Выбрать главу
* * *

Открылась дверь. Вышел Башкир, фыркнул и отошел в сторону. На дворе извивался новый «форд» и мягко вкатился в его стойло.

— Вот сюда! Постой! Подожди! — говорил Громов, привязывая Башкира к двери своего подвала: — Что-нибудь придумаем.

И ничего не придумал.

Сегодня с него потребовали за стойло такую плату, какой он не мог внести, и стойло сдали под гараж нового автомобиля.

Ничего не придумал Громов, оставил Башкира привязанного к двери, а на воротах приклеил записку:

П р о д а е т с я
конь Башкир, с полной упряжью и пролеткой.
Спросить у Громова.

В полдень зашел к Громову кожевник — он угнал Лебедя, Зинку и других коней.

— Которую продаешь? Эту?

— Последняя, лучшая…

— Эге-ге-е!.. Ссадины!.. — кожевник долго рассматривал раны Башкира, выжимал из них гной. Ворчал. — Не годится.

— Без сбруи возьми.

— Лошадь не годится: шкура испорчена… Убивай — и вези на свалку.

— Нет, не убить — десять лет вместе прожили.

— Не убьешь — сама подохнет… Вряд ли кто купит!

Заходил ямщик из загородного местечка (там еще автомобили не выжили коней), купил сбрую и пролетку, но отказался купить худого, с пораженной кожею Башкира.

— Завтра все заберу, пригоню на своей лошади. А твою… выгнать — и всего… Больше некуда!

— Башкир!
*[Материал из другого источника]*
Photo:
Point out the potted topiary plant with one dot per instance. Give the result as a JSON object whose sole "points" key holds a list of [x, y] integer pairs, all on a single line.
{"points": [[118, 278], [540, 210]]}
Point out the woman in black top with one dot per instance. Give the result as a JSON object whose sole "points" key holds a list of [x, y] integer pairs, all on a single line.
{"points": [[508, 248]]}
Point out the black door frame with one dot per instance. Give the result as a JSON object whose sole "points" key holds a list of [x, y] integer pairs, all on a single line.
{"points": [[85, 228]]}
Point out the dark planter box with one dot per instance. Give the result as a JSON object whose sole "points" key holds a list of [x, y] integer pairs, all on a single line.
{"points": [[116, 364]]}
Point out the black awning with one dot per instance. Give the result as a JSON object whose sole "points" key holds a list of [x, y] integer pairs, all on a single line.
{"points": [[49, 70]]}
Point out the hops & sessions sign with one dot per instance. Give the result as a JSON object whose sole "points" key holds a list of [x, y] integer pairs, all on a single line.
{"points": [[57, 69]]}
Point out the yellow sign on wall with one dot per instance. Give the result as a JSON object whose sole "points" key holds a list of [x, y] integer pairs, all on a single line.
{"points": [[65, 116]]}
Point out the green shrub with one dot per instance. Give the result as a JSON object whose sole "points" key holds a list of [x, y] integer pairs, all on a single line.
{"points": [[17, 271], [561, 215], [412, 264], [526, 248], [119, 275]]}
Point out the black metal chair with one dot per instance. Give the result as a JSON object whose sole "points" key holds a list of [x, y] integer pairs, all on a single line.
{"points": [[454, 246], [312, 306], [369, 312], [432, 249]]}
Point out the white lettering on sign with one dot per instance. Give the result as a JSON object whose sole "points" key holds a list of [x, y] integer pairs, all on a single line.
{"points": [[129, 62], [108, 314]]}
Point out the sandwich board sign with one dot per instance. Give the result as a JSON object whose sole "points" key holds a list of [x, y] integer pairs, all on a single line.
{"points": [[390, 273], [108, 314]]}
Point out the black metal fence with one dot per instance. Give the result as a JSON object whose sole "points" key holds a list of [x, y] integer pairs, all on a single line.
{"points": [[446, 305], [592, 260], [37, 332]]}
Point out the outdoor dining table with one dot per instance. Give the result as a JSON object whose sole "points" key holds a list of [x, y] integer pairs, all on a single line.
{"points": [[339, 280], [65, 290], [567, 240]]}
На свободу пойдешь, — в степь!

Задрожал конь от слов хозяина; не понял, но почувствовал в них и радость, и обиду, — смешались они в лошадином сердце, как грусть и смех в звонах колокольчика.

Ночью, когда тушат на городских улицах фонари, когда трудно разглядеть лицо и глаза человека, ямщик Громов вывел Башкира со двора, обнял за шею и спутал свои белые волосы с черной конской гривой.

— Башкир! На волю, в степь! Беги, — добежишь! Я не сниму подков: здесь — каменья, собьешь копыта… Прости, что не раньше!.. Думал всё — победим — не уступим… Ошибся… Беги! Я позвоню тебе… Можешь помнить, можешь забыть меня — как знаешь!.. Иди! — снял узду Громов с последнего своего коня и махнул рукою.

Заржал Башкир, запрядал ушами и бросился в темь. Вынес Громов дугу с колокольчиками и звенел вслед убегающему Башкиру. Тот еще раз остановился, глянул назад и свернул за угол. Только шипы подков блеснули огоньками под уличным фонарем.

Затихли колокольчики, но звон их все еще нес Башкир в своих ушах, убегая за город. Пугался встречных автомобильных глаз, кидался в сторону от их световых полос.

К утру Башкир был за городом, на сером каменном шоссе — усталый, голодный… Хотел пить. На шоссе пыль, не отсыревшая за ночь, в стороне — сады, огороды, с зелеными деревьями и травою в каплях росы. Но проволочные заграждения не пускали к ним Башкира. Версты и версты шел он меж двух колючих проволочных заборов, и нигде выхода на зелень.

Башкир встал на колени, просунул голову между проволок и уже дотягивался до зеленых листьев…

Выбежал человек из-за кустов, палкой ударил коня в зубы.

Рванулся Башкир и железными шипами разодрал себе шею.

В деревне ребятишки вздумали ловить Башкира. Бежали за ним с веревками, швыряли камнями в раненую больную спину.

Заржал тоскливо конь, повернул обратно от деревни к городу и долго бежал под камнями озорных мальчишек. А впереди встречали его взрослые и пытались накинуть аркан. Ржанием кричал Башкир людям, что он свободен, пущен хозяином на волю, идет в степь, но люди не понимали или не хотели понять…

Озлобленный, в пене, скакал Башкир к городу.

* * *

Ночью Громову показалось, что бьют в ворота, сбивают запор. Он вышел. Прислушался. С улицы налегали на ворота, ударяли в них, на плитах — словно топчется кованая лошадь.

Открыл Громов калитку.

Навстречу заржал Башкир.

Громов не впустил его, не обнял, даже не потрепал по шее, — повернулся и возвратился с ременным кнутом.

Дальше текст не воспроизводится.